You may also wish to customise the ruleset, exclude certain directories in your project, and so forth. The PHPCS annotated ruleset docs provide examples of all the changes you can make, but broadly speaking you just:

  1. Create a ruleset file
  2. Reference it in the PHPCS command

Here’s an example of a ruleset file:

<?xml version="1.0"?>
<ruleset name="WordPress Coding Standards">
    <description>Customised WordPress standards.</description>
    <rule ref="WordPress">
        <exclude name="Generic.Formatting.MultipleStatementAlignment.NotSameWarning"/>
    </rule>
    <exclude-pattern>*/bin/*</exclude-pattern>
    <exclude-pattern>*/node_modules/*</exclude-pattern>
    <exclude-pattern>*/tests/*</exclude-pattern>
</ruleset>

 
In the example we’ve done the following:

  • Referenced the WordPress ruleset (from WPCS)
  • Excluded a rule
  • Excluded some directories

The ruleset file can be placed in whatever directory you’re calling WPCS from (the project, theme, or plugin root is usually sensible) and referenced via a flag.
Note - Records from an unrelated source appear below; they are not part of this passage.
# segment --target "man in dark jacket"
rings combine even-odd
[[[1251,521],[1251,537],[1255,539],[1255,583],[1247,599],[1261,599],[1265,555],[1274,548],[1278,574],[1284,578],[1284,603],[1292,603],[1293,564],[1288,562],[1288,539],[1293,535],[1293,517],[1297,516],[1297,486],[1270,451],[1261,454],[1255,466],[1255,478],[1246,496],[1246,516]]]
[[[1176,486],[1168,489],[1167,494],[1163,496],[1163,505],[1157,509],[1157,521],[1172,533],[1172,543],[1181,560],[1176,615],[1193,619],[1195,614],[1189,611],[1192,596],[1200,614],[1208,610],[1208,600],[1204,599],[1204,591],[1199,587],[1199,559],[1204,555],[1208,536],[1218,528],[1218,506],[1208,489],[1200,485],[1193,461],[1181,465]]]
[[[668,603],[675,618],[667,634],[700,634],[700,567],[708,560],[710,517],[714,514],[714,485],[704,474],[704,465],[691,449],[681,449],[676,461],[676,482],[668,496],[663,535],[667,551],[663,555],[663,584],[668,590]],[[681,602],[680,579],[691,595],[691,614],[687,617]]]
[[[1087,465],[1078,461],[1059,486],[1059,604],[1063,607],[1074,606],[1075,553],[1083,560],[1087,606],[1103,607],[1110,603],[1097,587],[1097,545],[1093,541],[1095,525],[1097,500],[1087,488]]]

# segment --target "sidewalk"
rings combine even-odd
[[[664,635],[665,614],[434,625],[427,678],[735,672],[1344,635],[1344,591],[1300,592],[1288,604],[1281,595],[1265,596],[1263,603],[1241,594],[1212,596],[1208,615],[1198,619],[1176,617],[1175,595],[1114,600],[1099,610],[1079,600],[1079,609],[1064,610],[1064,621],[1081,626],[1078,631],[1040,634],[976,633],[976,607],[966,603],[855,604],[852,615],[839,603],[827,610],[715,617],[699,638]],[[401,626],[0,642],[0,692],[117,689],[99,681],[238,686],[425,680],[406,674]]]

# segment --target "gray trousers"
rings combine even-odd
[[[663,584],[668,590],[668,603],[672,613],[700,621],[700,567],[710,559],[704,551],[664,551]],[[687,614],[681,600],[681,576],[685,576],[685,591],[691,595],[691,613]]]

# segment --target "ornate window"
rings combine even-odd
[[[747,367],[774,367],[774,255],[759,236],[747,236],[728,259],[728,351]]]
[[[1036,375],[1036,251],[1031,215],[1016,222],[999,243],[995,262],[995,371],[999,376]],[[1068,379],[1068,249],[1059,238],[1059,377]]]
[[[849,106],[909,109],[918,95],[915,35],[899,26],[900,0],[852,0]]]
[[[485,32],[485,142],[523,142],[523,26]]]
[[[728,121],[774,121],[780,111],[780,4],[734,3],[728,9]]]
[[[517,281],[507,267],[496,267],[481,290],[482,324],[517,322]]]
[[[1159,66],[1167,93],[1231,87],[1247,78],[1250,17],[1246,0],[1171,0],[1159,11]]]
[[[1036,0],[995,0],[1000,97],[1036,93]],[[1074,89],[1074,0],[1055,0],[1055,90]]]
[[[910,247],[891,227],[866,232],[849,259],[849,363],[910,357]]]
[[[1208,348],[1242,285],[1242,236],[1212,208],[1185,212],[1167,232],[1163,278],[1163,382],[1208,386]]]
Update the –standard flag in your .profile, like so:

# WP Coding Standards
export PATH=$PATH:"/path/to/wherever/wpcs/vendor/bin"
alias wpcs='phpcs --standard=codesniffer.ruleset.xml --extensions=php
alias wpcbf='phpcbf --standard=codesniffer.ruleset.xml --extensions=php

 
To check which rules are being flagged when you run WPCS, simply run it with the -s flag like so:

$ > wpcs -s /path/to/your/php/project/file.php

 

What Next?

The above guide will empower you to perform ad-hoc standards compliance checks in your WordPress project, but if you want to integrate it into your standard development cycle then the next logical step is automation.
Consider integrating PHPCS into a task runner such as gulp or grunt (PHPCS modules are available for both), or otherwise integrating it into your CI/CD build pipeline.